At no time had my fingers needed to apply the slightest tension to the line or the reel’s inner flanges. I didn’t have to run on the reels to keep up with him, and the fish was there at my feet, defeated not by my skill but by the disc brake technology that Stanley Bogdan incorporates into his reels.

Jacques didn’t understand when I gave him back his Bogdan, handed over my St. George, and carved a small piece of wood from a birch branch to make a “dolly” (removable crank) that would allow me to cast by inserting it into one of the many holes that open up the spool of the St. George. I continued fishing for the rest of the week with a small piece of branch in my pocket as a crank.

The fact of touching wood must have brought me luck, as I caught many more magnificent fish, but all of them, it’s fair to say, gave me a hard time, made me run over the pebbles and abraded the pulp of the index and middle fingers of my left hand. But I think I’ve earned these salmon and beaten them fair and square.

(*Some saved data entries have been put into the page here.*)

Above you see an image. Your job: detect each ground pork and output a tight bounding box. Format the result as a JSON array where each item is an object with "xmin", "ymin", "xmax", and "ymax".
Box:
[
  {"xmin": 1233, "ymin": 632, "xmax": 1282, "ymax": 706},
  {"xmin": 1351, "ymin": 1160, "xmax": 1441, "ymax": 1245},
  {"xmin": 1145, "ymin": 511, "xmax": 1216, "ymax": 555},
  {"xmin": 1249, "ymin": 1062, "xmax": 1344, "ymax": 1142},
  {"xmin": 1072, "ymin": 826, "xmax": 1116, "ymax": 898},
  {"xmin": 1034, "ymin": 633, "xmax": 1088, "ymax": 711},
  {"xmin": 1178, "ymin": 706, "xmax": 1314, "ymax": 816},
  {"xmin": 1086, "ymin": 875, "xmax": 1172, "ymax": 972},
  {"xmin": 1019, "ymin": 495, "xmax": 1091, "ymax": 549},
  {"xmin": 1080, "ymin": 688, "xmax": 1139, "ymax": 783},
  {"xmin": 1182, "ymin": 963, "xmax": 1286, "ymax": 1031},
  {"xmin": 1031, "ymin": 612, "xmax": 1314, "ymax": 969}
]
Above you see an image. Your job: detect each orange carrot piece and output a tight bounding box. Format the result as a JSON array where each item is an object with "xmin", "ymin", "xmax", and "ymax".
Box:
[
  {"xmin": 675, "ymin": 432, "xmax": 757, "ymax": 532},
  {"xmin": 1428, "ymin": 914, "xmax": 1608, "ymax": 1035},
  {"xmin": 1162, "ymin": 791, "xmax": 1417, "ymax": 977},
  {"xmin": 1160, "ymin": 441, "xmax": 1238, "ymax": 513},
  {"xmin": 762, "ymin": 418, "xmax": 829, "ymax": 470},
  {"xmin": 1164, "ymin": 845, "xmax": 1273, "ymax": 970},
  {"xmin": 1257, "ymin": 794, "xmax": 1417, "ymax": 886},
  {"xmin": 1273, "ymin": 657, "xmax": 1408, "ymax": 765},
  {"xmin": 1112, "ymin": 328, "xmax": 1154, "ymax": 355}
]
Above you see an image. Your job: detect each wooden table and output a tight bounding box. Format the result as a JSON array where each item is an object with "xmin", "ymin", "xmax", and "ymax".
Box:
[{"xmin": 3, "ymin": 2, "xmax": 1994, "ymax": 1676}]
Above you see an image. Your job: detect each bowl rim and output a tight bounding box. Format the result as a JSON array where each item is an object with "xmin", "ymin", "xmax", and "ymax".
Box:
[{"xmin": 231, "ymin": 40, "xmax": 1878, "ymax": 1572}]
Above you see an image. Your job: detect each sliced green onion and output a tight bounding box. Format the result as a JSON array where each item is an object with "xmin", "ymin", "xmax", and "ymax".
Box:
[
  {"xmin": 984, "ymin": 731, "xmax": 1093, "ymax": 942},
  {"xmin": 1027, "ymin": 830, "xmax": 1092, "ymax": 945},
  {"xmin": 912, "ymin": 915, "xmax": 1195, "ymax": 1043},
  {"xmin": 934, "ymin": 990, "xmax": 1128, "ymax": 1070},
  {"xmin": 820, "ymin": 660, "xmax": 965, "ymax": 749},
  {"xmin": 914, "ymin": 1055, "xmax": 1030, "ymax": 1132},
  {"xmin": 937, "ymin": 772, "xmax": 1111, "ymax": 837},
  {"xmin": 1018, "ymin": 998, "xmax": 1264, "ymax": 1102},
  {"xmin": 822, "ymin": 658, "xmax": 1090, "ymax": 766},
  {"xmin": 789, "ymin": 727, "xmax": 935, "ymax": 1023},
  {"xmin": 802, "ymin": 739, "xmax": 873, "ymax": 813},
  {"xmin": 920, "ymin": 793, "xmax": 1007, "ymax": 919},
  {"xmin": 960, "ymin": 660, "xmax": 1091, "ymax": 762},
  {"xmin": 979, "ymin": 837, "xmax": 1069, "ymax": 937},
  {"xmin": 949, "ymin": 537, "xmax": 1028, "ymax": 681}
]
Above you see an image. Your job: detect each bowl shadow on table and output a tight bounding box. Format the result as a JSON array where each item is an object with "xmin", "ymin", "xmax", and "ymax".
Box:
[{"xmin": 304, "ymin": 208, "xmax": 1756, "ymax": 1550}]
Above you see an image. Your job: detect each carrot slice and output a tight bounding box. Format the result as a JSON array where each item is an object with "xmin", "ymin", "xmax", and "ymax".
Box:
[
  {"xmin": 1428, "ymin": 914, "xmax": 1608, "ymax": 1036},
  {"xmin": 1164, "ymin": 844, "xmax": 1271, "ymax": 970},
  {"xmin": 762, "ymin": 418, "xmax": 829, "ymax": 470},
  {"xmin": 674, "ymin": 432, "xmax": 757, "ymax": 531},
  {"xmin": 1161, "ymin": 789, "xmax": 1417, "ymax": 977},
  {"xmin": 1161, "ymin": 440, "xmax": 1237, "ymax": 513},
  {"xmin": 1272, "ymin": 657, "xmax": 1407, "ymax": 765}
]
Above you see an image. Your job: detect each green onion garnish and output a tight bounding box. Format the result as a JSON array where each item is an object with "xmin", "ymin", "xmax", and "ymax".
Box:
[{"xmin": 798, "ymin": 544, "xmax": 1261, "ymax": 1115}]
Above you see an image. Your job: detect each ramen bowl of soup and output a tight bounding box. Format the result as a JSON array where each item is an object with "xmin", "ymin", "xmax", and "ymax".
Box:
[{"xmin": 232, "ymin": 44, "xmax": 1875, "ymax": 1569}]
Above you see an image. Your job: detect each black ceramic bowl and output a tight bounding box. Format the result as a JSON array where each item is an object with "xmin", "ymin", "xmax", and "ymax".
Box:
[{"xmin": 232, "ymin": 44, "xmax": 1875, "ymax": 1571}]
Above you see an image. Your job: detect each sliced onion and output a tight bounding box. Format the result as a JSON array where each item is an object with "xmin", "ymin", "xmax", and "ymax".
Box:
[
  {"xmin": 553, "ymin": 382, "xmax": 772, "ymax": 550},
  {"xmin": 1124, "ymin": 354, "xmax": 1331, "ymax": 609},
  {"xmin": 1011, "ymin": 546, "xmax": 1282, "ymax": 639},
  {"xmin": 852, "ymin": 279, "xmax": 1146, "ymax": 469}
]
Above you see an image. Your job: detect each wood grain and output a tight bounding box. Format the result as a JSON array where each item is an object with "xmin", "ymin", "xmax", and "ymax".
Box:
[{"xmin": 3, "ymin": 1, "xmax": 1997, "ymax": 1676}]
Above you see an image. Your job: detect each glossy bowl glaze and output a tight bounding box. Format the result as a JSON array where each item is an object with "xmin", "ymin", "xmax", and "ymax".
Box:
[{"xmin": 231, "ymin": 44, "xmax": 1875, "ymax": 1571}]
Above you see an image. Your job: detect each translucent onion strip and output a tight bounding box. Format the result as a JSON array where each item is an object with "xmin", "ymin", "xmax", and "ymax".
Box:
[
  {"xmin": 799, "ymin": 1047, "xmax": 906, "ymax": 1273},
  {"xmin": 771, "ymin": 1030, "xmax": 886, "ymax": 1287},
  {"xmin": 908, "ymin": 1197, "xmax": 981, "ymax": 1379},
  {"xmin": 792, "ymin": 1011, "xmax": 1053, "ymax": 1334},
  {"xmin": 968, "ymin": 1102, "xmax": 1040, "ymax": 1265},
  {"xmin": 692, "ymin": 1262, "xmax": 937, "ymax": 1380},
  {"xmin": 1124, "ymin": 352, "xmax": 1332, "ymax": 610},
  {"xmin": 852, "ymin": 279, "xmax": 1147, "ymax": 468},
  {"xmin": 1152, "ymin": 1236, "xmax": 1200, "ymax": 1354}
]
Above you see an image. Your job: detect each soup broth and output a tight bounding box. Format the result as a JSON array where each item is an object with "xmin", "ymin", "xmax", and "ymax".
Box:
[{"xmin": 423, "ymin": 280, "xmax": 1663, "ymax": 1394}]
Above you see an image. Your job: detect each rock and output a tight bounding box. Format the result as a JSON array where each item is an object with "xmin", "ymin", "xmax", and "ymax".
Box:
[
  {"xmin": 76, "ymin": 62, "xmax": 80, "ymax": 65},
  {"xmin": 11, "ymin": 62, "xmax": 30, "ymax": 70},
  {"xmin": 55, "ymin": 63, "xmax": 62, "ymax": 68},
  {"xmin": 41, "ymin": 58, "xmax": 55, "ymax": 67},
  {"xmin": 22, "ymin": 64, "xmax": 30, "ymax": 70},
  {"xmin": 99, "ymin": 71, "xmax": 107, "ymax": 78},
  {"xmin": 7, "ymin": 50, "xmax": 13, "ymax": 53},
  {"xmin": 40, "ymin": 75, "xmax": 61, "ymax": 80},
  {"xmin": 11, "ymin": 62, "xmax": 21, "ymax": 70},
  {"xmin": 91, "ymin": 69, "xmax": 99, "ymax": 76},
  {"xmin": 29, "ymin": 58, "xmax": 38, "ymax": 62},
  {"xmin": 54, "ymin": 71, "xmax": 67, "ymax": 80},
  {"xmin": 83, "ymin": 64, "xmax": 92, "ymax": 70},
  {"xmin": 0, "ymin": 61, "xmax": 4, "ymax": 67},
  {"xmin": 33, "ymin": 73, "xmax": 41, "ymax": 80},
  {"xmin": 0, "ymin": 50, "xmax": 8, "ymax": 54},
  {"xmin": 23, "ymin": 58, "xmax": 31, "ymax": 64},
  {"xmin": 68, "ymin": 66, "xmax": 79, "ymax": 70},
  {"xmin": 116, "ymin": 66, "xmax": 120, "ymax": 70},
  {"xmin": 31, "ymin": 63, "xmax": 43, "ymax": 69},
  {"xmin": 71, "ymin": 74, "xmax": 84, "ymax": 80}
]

My first bonefish, which remains my biggest, I caught in October 1976 on the Key Biscayne flats in front of the Miami Beach waterfront buildings. It weighed twelve pounds minus one ounce (thirty grams) and was entered in the Miami Herald’s permanent contest as the second biggest caught on a fly that year.

When I show pictures of this fish with rod and reel, many of my fishing friends don’t want to believe that I caught it with my old Hardy Princess… And even then, this fish wasn’t tracked with the boat, because it was “tailing” on a very shallow flat, and the skiffs of the time didn’t allow you to advance in less than 40 centimeters of water, as is the case today. So I approached him on foot, and by the time I managed to get him to bite, I was a long way from the boat. His first start unwound a little over a hundred meters of backing – I know this because I’d made a mark with an indelible black felt-tip pen on the white Dacron –, as I reeled, I tucked the WF6F line onto the reel, and off he went again, about fifty meters of backing out that time.

Finally, on his last and third start-up, which I braked like the others by pressing my fingers inside the reel flange, he didn’t take more than thirty meters of spare line. So, when I see the majority of flats anglers today catching “naive” bonefish from the Seychelles, and rarely weighing more than five pounds, with 8 rods and Billy Pate, Abel or Bauer reels, I don’t see what’s so glorious about it? Apart from the difficulty of getting them to bite, when they are highly educated, as in the Florida Keys, the main interest of bonefish fishing is to listen to the reel’s song and try to stop them with your fingers. If you tell me you like to see them jump out of the water, you’ll have to find something else.